Mat 6:9 ですから、あなたがたはこう祈りなさい。/『天にいます私たちの父よ。/御名が聖なるものとされますように。

  ②マタイでは、祈りの型が挙げられている。

  ③ルカでは、祈りのことばが挙げられいる。

(2)「父よ」という呼びかけ

  ①まず、父なる神に関心を向ける。

  ②ギリシア語の「パテーラ」、アラム語の「アバ」。

  ③これは、尊敬と親密さを表現する呼び名である。

  ④イエスは、神に対して「父よ」と呼びかけておられた(10:21)。

  ⑤弟子たちは、イエスとの関係のゆえに、「父よ」と呼びかけることができる。

  ⑥イエスと父の関係は、弟子たちと父の関係と同じではない。

(3)祈りの内容は2つの部分に分かれる。

  ①第1の区分には、2つの祈りが含まれる(被造世界に対する神の計画)。

  ②第2の区分には、3つの祈りが含まれる(弟子たちの必要)。

(4)第1区分の第1の祈り

  ①「御名が聖なるものとされますように」

    *誰もが、あなたの御名を聖なるものと認めますように。

  ②神の御名とは、神のご性質の総体である。

  ③神の評判が、すべての人の間で良いものとなりますように。

  ④これは、偉大な御業を行ってくださいという祈りである。

(5)第1区分の第2の祈り

  ①「御国が来ますように」

    *御国が来たなら、神の御名は人々の間で聖なるものとされる。

  ②普遍的神の国は、常に存在している。

  ③御国とは、メシア的王国(千年王国)のことである。

    *旧約聖書に預言されている地上の王国である。

  ③御国はまだ来ていないので、今もこの祈りは有効である。

Ⅲ.第2区分(3~4節)

1.3節

Luk 11:3
私たちの日ごとの糧を、毎日お与えください。

(1)第2区分の第1の祈り

  ①これは、弟子の必要が満たされるようにという祈りである。

  ②マタ6:11は、「今日」を強調している。

Mat 6:11 私たちの日ごとの糧を、今日もお与えください。

  ②ルカ11:3では、「毎日」となっている。

  ③これは矛盾ではなく、補完的なものである。

  ④当時の人たちには、意味のある祈りであった。

  ⑤出16:4

Exo 16:4
【主】はモーセに言われた。「見よ、わたしはあなたがたのために天からパンを降らせる。民は外に出て行って、毎日、その日の分を集めなければならない。これは、彼らがわたしのおしえに従って歩むかどうかを試みるためである。

  ⑥イエス時代の人たちは、日当によって生活するのが普通であった。

  ⑦現代人にとっては、自分が完全に神に依存していることを思い出す機会となる。

2.4節

Luk 11:4

私たちの罪をお赦しください。
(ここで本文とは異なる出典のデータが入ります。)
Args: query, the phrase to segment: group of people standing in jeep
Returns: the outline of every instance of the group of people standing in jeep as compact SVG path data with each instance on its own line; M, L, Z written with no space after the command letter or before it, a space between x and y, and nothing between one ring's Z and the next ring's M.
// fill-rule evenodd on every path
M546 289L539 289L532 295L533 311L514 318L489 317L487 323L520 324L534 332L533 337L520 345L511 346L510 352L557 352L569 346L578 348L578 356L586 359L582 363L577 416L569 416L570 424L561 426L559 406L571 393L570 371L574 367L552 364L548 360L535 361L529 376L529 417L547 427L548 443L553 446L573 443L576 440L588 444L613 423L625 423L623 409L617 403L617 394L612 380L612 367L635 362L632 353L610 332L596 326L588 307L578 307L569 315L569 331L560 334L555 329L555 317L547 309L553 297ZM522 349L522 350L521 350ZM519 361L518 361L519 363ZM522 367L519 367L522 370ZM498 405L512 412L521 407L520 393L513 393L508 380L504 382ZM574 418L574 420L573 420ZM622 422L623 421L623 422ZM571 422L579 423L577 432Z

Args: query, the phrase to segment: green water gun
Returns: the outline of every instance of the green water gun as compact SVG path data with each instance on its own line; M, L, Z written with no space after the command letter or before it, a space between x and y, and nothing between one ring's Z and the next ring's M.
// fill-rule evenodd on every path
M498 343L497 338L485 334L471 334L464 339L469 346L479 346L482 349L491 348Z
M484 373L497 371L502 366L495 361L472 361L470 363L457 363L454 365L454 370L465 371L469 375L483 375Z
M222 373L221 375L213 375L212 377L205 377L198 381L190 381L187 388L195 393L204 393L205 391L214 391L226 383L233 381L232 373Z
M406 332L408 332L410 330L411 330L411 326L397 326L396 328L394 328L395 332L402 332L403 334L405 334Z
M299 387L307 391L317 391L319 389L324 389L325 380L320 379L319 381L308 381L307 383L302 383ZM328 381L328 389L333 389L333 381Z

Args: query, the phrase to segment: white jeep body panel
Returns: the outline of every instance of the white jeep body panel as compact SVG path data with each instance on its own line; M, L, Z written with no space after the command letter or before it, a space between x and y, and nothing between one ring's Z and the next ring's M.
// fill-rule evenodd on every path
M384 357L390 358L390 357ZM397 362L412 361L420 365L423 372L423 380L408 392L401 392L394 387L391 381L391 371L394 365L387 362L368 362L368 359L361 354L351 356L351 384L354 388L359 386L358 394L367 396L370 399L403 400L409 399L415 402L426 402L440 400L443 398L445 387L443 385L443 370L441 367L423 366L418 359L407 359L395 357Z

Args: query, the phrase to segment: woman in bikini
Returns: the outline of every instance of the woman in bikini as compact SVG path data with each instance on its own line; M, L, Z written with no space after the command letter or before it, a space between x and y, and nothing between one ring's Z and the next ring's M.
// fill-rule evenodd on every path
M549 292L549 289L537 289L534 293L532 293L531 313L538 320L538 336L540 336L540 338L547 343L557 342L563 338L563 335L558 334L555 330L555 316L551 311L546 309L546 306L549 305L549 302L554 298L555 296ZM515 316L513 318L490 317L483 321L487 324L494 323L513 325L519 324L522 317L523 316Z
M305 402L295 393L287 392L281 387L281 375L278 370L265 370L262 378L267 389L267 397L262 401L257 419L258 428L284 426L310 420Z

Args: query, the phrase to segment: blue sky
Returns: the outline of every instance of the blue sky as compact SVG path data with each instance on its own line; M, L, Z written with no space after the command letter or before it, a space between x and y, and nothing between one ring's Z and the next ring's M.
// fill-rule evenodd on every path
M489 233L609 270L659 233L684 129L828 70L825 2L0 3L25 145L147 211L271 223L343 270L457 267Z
/私たちも私たちに負い目のある者をみな赦します。/私たちを試みにあわせないでください。』」

(1)第2区分の第2の祈り

  ①これは、神の赦しを求めるものである。

  ②ルカは、単純に「罪」(ハマルティア)ということばを用いている。

  ③マタイでは「負い目」(オフェイレマタ)ということばである(マタ6:12)。

  ④イエスの弟子たちは、信仰と恵みによって罪が赦された。

  ⑤ここでの祈りは、父との関係を維持するためのものである。

  ⑥1ヨハ1:9

1Jn 1:9 もし私たちが自分の罪を告白するなら、神は真実で正しい方ですから、その罪を赦し、私たちをすべての不義からきよめてくださいます。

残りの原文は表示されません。